Flat Line

Tonight I'm planning to head into the warehouse space where I teach guitar lessons and begin recording my vocals for the Ideal Home Music Library. It occurred to me just now that this month, September, is the 10 year mark for Reclinerland. Wow. Ten years ago this month our band the American Girls were dropped from our label. While the rest of the band members got cold feet and hightailed it back to Eugene, OR, I stayed up in Portland and started my own act. It's amazing to think of it. A few months after all that I borrowed my friend Eil's digital four-track machine and recorded songs for Reclinerland's first CD. I carried out those sessions alone, mostly, in an enormous warehouse on SE Oak St. I remember vividly the cold, late nights sitting crouched in a dark room among coiled masses of cables and microphones just winging it by myself. Eli helped on some sessions, but most of the time it was just me. I just closed my eyes and really got into the songs with no one sitting behind control room glass directing me. I had nothing but a digital four-track machine and a guitar.

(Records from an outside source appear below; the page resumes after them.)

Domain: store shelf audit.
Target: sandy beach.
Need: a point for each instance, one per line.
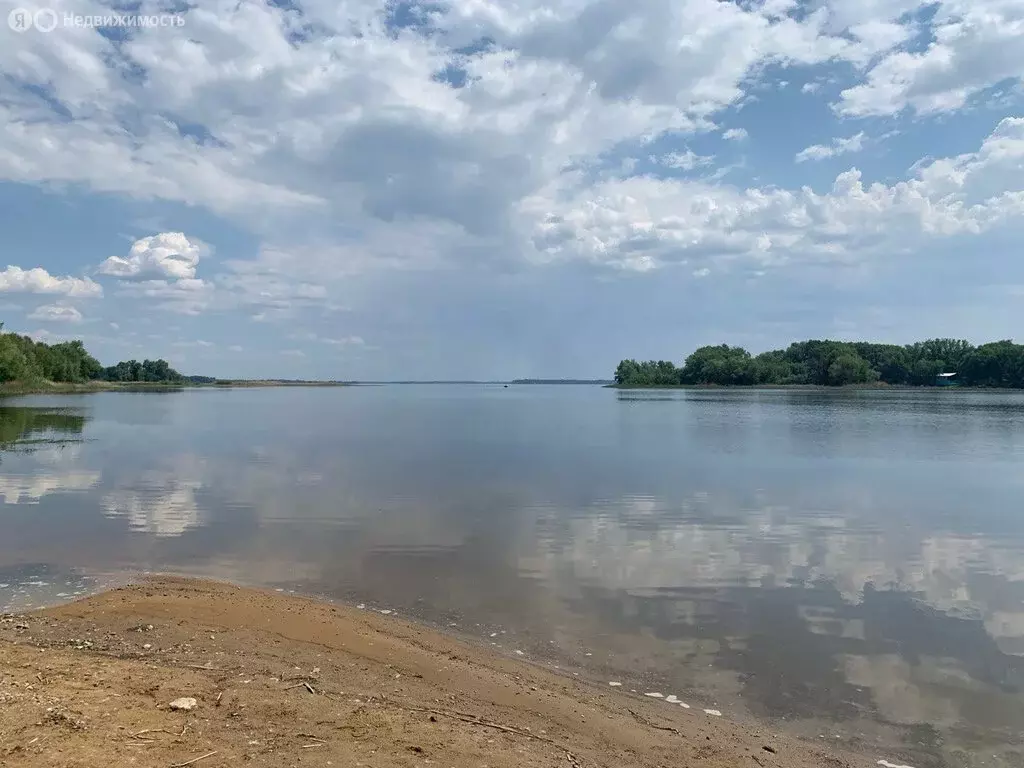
(280, 680)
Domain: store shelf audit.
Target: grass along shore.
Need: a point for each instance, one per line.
(12, 388)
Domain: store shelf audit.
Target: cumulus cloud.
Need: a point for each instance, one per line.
(838, 146)
(347, 145)
(974, 46)
(642, 222)
(168, 256)
(685, 161)
(16, 280)
(55, 313)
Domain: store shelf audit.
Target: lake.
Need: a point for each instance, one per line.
(847, 564)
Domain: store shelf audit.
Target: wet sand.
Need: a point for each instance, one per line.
(288, 681)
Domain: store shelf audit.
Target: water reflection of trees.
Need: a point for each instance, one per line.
(19, 426)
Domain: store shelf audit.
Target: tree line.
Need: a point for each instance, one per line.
(26, 360)
(825, 363)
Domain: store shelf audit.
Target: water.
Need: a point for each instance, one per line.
(849, 565)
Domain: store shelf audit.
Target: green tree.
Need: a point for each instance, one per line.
(850, 369)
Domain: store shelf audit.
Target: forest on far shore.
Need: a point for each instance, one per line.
(825, 363)
(26, 360)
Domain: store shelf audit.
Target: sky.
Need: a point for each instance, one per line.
(499, 188)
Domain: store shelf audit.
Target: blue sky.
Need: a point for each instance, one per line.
(510, 187)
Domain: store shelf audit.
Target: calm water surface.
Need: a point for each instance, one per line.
(847, 564)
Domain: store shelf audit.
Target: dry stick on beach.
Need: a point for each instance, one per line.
(645, 721)
(195, 760)
(476, 720)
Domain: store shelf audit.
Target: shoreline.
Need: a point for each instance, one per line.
(14, 389)
(281, 679)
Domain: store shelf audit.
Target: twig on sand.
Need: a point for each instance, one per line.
(195, 760)
(645, 721)
(138, 734)
(476, 720)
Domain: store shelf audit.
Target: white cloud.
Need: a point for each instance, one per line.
(975, 45)
(165, 256)
(339, 145)
(642, 222)
(356, 341)
(16, 280)
(186, 296)
(55, 313)
(838, 146)
(685, 161)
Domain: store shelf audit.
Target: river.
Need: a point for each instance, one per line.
(844, 564)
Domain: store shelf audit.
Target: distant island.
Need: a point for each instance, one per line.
(28, 363)
(562, 381)
(834, 364)
(28, 366)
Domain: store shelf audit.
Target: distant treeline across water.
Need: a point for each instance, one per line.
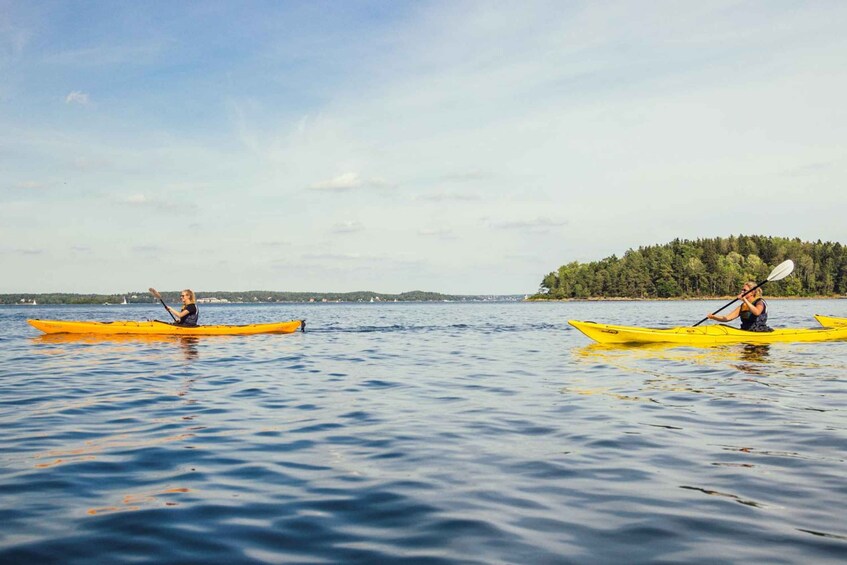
(242, 297)
(704, 267)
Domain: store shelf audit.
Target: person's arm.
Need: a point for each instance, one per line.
(728, 318)
(755, 309)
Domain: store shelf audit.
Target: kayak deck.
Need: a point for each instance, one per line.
(156, 327)
(703, 335)
(831, 321)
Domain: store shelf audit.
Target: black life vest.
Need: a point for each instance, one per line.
(191, 318)
(753, 323)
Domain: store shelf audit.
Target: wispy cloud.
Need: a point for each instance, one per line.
(77, 97)
(442, 233)
(30, 185)
(350, 181)
(467, 176)
(538, 224)
(445, 196)
(347, 227)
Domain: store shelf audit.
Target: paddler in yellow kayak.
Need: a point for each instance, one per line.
(753, 310)
(189, 314)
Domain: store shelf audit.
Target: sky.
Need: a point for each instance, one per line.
(459, 147)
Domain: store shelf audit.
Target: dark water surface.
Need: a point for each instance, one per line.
(475, 433)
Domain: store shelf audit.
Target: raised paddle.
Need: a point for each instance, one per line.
(780, 272)
(155, 293)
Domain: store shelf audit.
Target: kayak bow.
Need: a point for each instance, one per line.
(155, 327)
(703, 335)
(831, 321)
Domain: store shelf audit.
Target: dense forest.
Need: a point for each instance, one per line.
(704, 268)
(239, 297)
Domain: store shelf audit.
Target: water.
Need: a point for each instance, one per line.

My story is the same story, I realize, as thousands upon thousands of obscure aspiring singer/songwriters out there, but with one amazing difference: that I'm the one who experienced it. I can't tell you how mixed my feelings will be when I sit down to work tonight. I can already feel pangs of sadness in my chest.
Reclinerland has taken me across the US and back again. I've been abroad, I've met many musical luminaries, the names of whom I shall not drop here, and I've recorded 4 CDs of questionable quality. I've made amazing friends and written almost 100 songs.
And yet after all of the things I've been through these past 10 years doing Reclinerland, I'm going to end up right back where I started. Only this time, instead of sitting in a dark warehouse with a digital 4-track machine, mixing down to a DAT tape, I'll be sitting in a dark warehouse with a laptop. The technology has changed and the songwriting is better, but the situation is still the same. It's really startling when I think about it. Where did all of that time go? What have I been doing? What do I have to show for any of it? Who is listening? Where did my dream go? Some bands, you see, the very lucky few, look back at ten years and see an upward jagged climb to eventual success. The great majority of us, however, see a flat jagged line that ends up right where it began. It's all very profound for me, you understand. I'll be chewing on that for some time, I expect.


So there you have it, ladies and gentlemen, Reclinerland has almost flatlined. But it'll go out singing!